As others mentioned, your third photo is strongest. I have a similar shot in jpeg of the Lancaster bomber I took a few years back when it visited here in Reading, Pennsylvania at the Mid-Atlantic Air Museum. 

We have a P-61 Black Widow at the museum that's being restored to flyable status. It's taking painfully long, but once completed it will _sure_ be one of kind!


----------



## Patriot (May 16, 2013)

amolitor said:


> They all look kind of dark to me. I think the plane may be a little underexposed to try to keep the sky? But the sky is gone anyways, let it go.
> 
> The first shot does nothing for me. It's just a bunch of people standing around. Perhaps if you were on the other side and we could see faces, we'd get more connection with the crowd? As it is, it looks like a picture of an airplane, but there's a bunch of people in the way. I think you wanted the picture to be about the people?
> 
> ...



They may be a bit too dark. I calibrated my laptop's screen and wasn't use to the color change yet. So I might have made a mistake on that part. 

I tried to be the first person out there, but couldn't get there fast enough before the crowd rushed in after engine shut down. I also tried waiting, but they kept coming. I had no choice but to try to make it work with the crowd. The only thing I thought of was those giant aquarium photos with the people in it. I guess it didn't work here. I did want the prop in the shop. I believe you are right and I should have stepped back a bit to make it better. There wasn't much I could have done about the framing in the last shot. I was using a 200mm prime and plane was too close to get the wings in more. The taxiway was so small at this airport. I didn't switch to the 135mm for some reason. The 135 was a better choice to use anyhow for the small airport and distance from the point where the aircraft turned towards the crowd. 

Thank you for your honest feedback.




Taxiing In by Jarrett_Hunt, on Flickr
Takumar 135mm 2.5 

I increased the exposure on this photo to see if there was a difference.


----------



## amolitor (May 17, 2013)

That last one is wonderful!

The whole plane is there, and, somehow, the props are separated from the trees visually very well (and, of course, the rest of the plane -- the props were the problem area). I really like it.


----------



## Tailgunner (May 17, 2013)

Patriot said:


> I used Takumar lens for this shots on a D7000 body.
> 
> 
> 
> ...




Cool, I love WWII birds! I'm from Midland Texas where they had at on time an impressive WWII bird collection, including the only flying B-29 (FiFi, the B-29 pilots was a hoot to talk with).

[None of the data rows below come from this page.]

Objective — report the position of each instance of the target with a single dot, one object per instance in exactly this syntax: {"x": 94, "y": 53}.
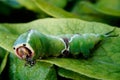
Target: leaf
{"x": 105, "y": 61}
{"x": 72, "y": 75}
{"x": 40, "y": 71}
{"x": 4, "y": 61}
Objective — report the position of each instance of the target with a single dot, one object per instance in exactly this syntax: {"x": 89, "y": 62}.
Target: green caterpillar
{"x": 32, "y": 45}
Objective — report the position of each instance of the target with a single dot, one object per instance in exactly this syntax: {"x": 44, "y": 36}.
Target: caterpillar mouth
{"x": 23, "y": 52}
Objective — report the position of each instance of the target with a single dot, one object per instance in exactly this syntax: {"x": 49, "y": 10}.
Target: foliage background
{"x": 62, "y": 17}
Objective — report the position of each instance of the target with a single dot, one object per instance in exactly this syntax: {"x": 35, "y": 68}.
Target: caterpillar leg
{"x": 110, "y": 35}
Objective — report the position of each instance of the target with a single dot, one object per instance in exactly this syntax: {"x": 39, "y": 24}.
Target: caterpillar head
{"x": 24, "y": 51}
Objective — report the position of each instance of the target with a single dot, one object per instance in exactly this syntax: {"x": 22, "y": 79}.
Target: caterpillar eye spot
{"x": 24, "y": 44}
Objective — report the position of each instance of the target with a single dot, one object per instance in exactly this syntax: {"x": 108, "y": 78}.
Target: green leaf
{"x": 105, "y": 61}
{"x": 40, "y": 71}
{"x": 4, "y": 61}
{"x": 72, "y": 75}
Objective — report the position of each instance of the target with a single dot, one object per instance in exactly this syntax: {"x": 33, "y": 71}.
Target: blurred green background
{"x": 22, "y": 11}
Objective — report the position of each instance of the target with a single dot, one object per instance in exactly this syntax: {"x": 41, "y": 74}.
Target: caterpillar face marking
{"x": 32, "y": 45}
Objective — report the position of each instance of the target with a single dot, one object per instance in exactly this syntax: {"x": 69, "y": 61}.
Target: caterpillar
{"x": 32, "y": 45}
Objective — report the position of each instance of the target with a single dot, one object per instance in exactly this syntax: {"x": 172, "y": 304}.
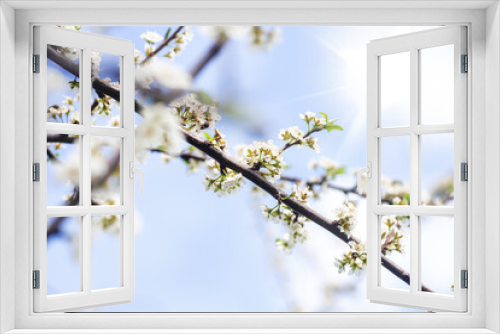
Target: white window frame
{"x": 483, "y": 21}
{"x": 413, "y": 44}
{"x": 86, "y": 43}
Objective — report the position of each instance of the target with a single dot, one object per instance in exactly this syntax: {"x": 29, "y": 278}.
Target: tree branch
{"x": 280, "y": 195}
{"x": 227, "y": 161}
{"x": 162, "y": 45}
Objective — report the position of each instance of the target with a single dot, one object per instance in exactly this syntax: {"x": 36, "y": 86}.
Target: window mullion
{"x": 414, "y": 172}
{"x": 85, "y": 99}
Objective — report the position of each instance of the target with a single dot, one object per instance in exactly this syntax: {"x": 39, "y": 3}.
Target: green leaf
{"x": 407, "y": 198}
{"x": 167, "y": 33}
{"x": 332, "y": 172}
{"x": 330, "y": 127}
{"x": 206, "y": 99}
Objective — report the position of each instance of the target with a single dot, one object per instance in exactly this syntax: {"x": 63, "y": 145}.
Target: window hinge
{"x": 464, "y": 171}
{"x": 465, "y": 64}
{"x": 36, "y": 63}
{"x": 36, "y": 172}
{"x": 465, "y": 279}
{"x": 36, "y": 279}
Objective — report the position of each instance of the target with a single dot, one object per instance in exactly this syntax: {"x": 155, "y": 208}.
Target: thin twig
{"x": 162, "y": 45}
{"x": 224, "y": 159}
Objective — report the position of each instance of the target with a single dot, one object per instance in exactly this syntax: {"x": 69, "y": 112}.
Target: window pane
{"x": 105, "y": 170}
{"x": 63, "y": 170}
{"x": 437, "y": 85}
{"x": 437, "y": 169}
{"x": 63, "y": 255}
{"x": 395, "y": 89}
{"x": 63, "y": 88}
{"x": 106, "y": 252}
{"x": 105, "y": 109}
{"x": 395, "y": 170}
{"x": 437, "y": 251}
{"x": 395, "y": 245}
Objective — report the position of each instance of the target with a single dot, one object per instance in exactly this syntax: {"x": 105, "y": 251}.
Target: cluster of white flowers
{"x": 395, "y": 192}
{"x": 194, "y": 115}
{"x": 103, "y": 106}
{"x": 266, "y": 156}
{"x": 355, "y": 260}
{"x": 345, "y": 215}
{"x": 222, "y": 181}
{"x": 391, "y": 235}
{"x": 151, "y": 38}
{"x": 297, "y": 233}
{"x": 160, "y": 130}
{"x": 217, "y": 140}
{"x": 180, "y": 43}
{"x": 264, "y": 39}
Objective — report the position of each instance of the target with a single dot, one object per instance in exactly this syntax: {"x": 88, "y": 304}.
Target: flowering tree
{"x": 179, "y": 122}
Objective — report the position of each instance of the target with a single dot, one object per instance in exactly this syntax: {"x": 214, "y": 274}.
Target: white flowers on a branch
{"x": 266, "y": 158}
{"x": 354, "y": 260}
{"x": 391, "y": 235}
{"x": 222, "y": 181}
{"x": 194, "y": 115}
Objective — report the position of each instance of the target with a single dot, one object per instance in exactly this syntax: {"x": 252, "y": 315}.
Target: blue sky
{"x": 196, "y": 252}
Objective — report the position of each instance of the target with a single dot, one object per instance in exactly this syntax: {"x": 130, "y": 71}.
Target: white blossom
{"x": 345, "y": 215}
{"x": 225, "y": 32}
{"x": 267, "y": 156}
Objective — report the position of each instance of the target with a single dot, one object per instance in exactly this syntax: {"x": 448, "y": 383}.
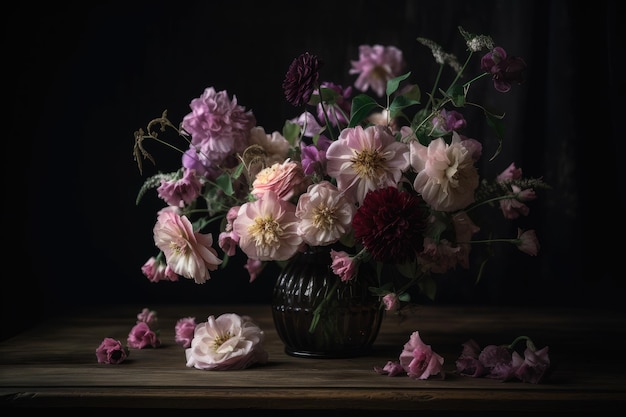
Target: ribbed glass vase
{"x": 317, "y": 315}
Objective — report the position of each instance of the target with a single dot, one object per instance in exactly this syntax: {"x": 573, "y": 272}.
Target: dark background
{"x": 81, "y": 79}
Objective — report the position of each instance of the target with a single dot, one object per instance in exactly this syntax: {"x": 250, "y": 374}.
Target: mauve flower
{"x": 286, "y": 179}
{"x": 227, "y": 342}
{"x": 366, "y": 159}
{"x": 141, "y": 336}
{"x": 390, "y": 225}
{"x": 377, "y": 64}
{"x": 188, "y": 253}
{"x": 325, "y": 214}
{"x": 447, "y": 177}
{"x": 534, "y": 367}
{"x": 301, "y": 78}
{"x": 111, "y": 351}
{"x": 156, "y": 270}
{"x": 504, "y": 69}
{"x": 183, "y": 331}
{"x": 182, "y": 191}
{"x": 148, "y": 316}
{"x": 268, "y": 228}
{"x": 419, "y": 360}
{"x": 342, "y": 265}
{"x": 313, "y": 157}
{"x": 528, "y": 242}
{"x": 391, "y": 302}
{"x": 254, "y": 268}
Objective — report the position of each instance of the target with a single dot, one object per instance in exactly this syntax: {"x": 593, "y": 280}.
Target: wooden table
{"x": 54, "y": 365}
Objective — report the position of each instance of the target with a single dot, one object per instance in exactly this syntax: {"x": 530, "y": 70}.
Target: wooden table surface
{"x": 54, "y": 365}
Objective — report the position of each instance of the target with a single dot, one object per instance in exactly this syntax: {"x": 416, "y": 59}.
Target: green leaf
{"x": 362, "y": 106}
{"x": 225, "y": 184}
{"x": 399, "y": 103}
{"x": 394, "y": 83}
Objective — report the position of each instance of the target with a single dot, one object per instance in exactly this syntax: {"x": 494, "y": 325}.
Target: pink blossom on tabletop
{"x": 111, "y": 352}
{"x": 184, "y": 330}
{"x": 417, "y": 361}
{"x": 228, "y": 342}
{"x": 141, "y": 337}
{"x": 504, "y": 362}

They flew over the house all the time as well. I used to work with a guy who flew P-51s (Mustangs) and you could tell how much h really loved th plane every time he talked about his days as a P-51 pilot.

So is that the real Memphis Belle restored back to flying status? I heard they was working on her bu people ran off with some of th parts?


----------



## FanBoy (May 18, 2013)

Tailgunner said:


> Cool, I love WWII birds! I'm from Midland Texas where they had at on time an impressive WWII bird collection, including the only flying B-29 (FiFi, the B-29 pilots was a hoot to talk with). They flew over the house all the time as well. I used to work with a guy who flew P-51s (Mustangs) and you could tell how much h really loved th plane every time he talked about his days as a P-51 pilot.
> 
> So is that the real Memphis Belle restored back to flying status? I heard they was working on her bu people ran off with some of th parts?



The real Memphis Belle is being restored in Ohio, and yes, she had been extensively raided. The flyable model is actually a converted and more-produced G model.

In a few short weeks, Fifi is scheduled to roar over our skies once again here in Reading.


----------



## Tailgunner (May 18, 2013)

FanBoy said:


> Tailgunner said:
> 
> 
> > Cool, I love WWII birds! I'm from Midland Texas where they had at on time an impressive WWII bird collection, including the only flying B-29 (FiFi, the B-29 pilots was a hoot to talk with). They flew over the house all the time as well. I used to work with a guy who flew P-51s (Mustangs) and you could tell how much h really loved th plane every time he talked about his days as a P-51 pilot.
> ...




I was horrified to hear about the real Memphis Belle and really hoping she had been restored when I saw your photos. She is an inspirational piece of American history.  

As for FiFi, she must have a thing for me, we both moved to the Dallas area


----------